The Great Kipton Train Wreck
Oberlin Weekly News, April 23, 1891
According to the report in this newspaper, two trains came together fifty feet east of the Kipton depot. "A large piece of steam chest was thrown on the depot roof and rolled off". The article goes on to say that the concussion of the impact on the roof broke most of the depot windows.
The depot can be seen in both train wreck pictures. Click on photos to enlarge them.
The local passenger train from the east was behind schedule and instead of waiting at Oberlin for the fast mail train to pass by from the west, went on to Kipton A freight train was sitting on the siding that the engineer had planned to use and going eight miles an hour by this time sought a second siding. The mail train came around the curve from the west going forty-five miles an hour. The engineer's view being blocked by the freight on the siding, he did not see the passenger train in time to slow down. Both engineers and a fireman were among those killed. Three postal clerks sorting mail also died.

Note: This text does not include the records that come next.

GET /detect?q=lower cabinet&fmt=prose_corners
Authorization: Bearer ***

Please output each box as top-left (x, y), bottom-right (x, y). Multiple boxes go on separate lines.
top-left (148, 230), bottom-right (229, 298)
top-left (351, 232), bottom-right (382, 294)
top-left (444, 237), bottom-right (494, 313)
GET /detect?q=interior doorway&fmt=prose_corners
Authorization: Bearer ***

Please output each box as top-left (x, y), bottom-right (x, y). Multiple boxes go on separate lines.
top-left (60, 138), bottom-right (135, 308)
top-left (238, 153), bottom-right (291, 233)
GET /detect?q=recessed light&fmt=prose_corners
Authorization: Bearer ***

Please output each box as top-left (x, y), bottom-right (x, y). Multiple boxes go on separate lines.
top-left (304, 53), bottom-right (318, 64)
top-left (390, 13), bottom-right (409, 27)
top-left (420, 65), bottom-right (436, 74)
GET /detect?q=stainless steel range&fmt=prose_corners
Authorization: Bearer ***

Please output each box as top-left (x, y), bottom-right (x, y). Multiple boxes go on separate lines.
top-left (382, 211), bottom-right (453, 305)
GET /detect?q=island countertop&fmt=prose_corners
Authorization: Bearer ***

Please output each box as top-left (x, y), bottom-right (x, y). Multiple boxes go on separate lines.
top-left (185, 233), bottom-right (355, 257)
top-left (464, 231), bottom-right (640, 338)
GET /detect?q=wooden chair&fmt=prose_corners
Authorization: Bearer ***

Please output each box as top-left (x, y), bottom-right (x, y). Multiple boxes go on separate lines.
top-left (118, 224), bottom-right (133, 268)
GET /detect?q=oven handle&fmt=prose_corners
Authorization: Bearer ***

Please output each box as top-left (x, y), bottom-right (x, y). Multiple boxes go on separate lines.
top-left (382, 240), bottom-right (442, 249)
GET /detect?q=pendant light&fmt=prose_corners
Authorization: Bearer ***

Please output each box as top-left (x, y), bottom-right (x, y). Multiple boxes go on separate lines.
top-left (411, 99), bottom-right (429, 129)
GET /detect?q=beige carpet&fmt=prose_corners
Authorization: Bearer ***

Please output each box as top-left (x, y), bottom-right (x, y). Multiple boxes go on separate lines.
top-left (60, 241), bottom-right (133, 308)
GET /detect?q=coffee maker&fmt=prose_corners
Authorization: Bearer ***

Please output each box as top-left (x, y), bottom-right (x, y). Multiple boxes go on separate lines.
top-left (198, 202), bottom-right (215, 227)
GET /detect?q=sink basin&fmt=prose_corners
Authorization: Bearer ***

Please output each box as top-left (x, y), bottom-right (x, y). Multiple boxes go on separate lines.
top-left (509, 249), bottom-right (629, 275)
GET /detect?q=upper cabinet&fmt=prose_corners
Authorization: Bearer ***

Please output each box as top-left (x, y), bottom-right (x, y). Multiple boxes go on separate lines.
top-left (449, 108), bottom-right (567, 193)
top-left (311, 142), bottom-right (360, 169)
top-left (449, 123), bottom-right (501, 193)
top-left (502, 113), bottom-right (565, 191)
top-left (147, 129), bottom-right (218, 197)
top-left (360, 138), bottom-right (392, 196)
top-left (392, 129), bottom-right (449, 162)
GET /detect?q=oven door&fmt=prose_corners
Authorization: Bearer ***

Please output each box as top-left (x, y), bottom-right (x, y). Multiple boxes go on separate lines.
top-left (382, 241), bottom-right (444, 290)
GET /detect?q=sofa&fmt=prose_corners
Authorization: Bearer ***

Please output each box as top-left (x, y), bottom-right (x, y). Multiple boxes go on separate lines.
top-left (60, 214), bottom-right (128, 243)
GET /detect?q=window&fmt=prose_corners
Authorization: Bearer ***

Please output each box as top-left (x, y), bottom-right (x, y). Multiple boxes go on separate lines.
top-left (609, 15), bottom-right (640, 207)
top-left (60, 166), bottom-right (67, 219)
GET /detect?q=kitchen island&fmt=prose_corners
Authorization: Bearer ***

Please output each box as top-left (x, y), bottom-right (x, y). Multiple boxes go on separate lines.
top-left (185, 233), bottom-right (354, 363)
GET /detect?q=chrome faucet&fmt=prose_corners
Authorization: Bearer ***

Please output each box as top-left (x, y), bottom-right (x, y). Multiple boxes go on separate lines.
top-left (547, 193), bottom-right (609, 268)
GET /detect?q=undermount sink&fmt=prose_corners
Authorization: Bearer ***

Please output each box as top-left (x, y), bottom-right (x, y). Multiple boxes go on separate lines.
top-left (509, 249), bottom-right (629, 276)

The accident occured on April 18th and eight people died in the crash.
The Kipton Disaster and Webb C. Ball
Most of the accounts of Webb C. Ball usually begin with the story about the collision of two trains in Kipton, Ohio. The story usually states that the engineer's watch was four minutes slow and not knowing this, it didn't leave enough time to get on to the siding. Some still argue about the watch being slow, but due to this wreck on the Lake Shore and Michigan Southern Railroad in Kipton, the General Superintendent of the Lake Shore Line appointed W.C.Ball as Chief Inspector to investigate time keeping.

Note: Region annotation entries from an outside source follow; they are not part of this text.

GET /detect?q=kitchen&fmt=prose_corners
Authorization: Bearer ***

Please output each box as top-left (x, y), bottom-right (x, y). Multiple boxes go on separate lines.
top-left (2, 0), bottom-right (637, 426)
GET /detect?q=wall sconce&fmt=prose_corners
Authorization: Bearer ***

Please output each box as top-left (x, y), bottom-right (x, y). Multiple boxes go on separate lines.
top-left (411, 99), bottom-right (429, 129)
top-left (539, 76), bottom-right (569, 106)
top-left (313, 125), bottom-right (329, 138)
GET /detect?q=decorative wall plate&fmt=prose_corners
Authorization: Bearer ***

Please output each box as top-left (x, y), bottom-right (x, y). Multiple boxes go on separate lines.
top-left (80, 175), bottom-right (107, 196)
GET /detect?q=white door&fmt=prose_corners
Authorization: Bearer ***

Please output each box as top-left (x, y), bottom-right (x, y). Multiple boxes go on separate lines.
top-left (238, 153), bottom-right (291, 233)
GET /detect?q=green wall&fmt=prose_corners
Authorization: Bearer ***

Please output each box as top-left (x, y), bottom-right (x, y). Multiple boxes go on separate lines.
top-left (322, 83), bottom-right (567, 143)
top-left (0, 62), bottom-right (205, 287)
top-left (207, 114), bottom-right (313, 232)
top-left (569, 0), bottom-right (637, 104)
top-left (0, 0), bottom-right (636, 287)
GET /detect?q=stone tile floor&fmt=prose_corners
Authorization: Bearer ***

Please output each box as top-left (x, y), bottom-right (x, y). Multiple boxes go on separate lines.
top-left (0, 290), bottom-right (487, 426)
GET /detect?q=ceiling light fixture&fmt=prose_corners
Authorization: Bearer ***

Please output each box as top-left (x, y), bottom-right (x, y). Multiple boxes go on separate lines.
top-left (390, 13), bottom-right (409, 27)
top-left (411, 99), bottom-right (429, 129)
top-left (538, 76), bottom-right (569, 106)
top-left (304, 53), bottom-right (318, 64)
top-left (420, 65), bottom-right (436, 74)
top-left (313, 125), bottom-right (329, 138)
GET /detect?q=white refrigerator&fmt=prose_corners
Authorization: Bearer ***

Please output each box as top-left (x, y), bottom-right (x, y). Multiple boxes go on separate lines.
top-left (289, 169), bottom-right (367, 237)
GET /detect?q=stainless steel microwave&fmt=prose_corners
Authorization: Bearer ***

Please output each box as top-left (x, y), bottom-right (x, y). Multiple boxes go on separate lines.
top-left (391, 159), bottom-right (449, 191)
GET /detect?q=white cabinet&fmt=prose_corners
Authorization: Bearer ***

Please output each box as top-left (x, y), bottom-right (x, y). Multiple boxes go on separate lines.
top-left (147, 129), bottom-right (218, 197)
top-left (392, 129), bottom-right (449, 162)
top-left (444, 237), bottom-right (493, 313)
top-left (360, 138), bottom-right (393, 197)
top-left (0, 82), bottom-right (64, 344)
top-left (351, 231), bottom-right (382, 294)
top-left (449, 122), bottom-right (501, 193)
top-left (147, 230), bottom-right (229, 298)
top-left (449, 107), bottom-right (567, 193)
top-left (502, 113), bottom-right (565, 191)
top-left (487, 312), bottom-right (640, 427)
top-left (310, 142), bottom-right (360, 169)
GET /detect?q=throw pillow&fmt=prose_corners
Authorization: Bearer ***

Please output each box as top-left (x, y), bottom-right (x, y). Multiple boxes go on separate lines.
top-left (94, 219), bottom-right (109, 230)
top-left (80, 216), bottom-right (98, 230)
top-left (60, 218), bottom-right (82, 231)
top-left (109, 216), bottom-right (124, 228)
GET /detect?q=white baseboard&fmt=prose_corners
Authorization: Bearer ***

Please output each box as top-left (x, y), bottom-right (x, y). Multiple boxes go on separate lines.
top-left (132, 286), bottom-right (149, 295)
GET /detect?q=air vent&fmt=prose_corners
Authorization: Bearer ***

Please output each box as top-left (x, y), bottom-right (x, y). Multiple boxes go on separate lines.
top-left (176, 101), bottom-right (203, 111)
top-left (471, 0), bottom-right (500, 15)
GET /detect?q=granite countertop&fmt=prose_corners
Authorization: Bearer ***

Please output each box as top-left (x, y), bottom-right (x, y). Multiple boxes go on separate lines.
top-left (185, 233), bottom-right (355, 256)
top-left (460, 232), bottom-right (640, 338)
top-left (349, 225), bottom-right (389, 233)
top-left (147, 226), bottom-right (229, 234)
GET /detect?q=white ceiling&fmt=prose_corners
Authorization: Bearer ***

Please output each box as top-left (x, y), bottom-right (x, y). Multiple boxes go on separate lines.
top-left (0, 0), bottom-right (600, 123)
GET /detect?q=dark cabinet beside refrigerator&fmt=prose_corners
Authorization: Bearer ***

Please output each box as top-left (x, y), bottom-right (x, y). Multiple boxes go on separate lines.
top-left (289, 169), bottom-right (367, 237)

W.C.Ball was a Cleveland jeweler and as a direct result of the collision he investigated railroad timekeeping,and finding practices woefully deficient, instituted watch performance and inspection standards in 1893. Subsequently he became Chief Time Inspector for many railroads and had many American manufacturers produce a quality railroad timekeeper: the Ball Railroad Watch.
You have probably heard or even used the old saying, "Get on the Ball". Kipton is where it started.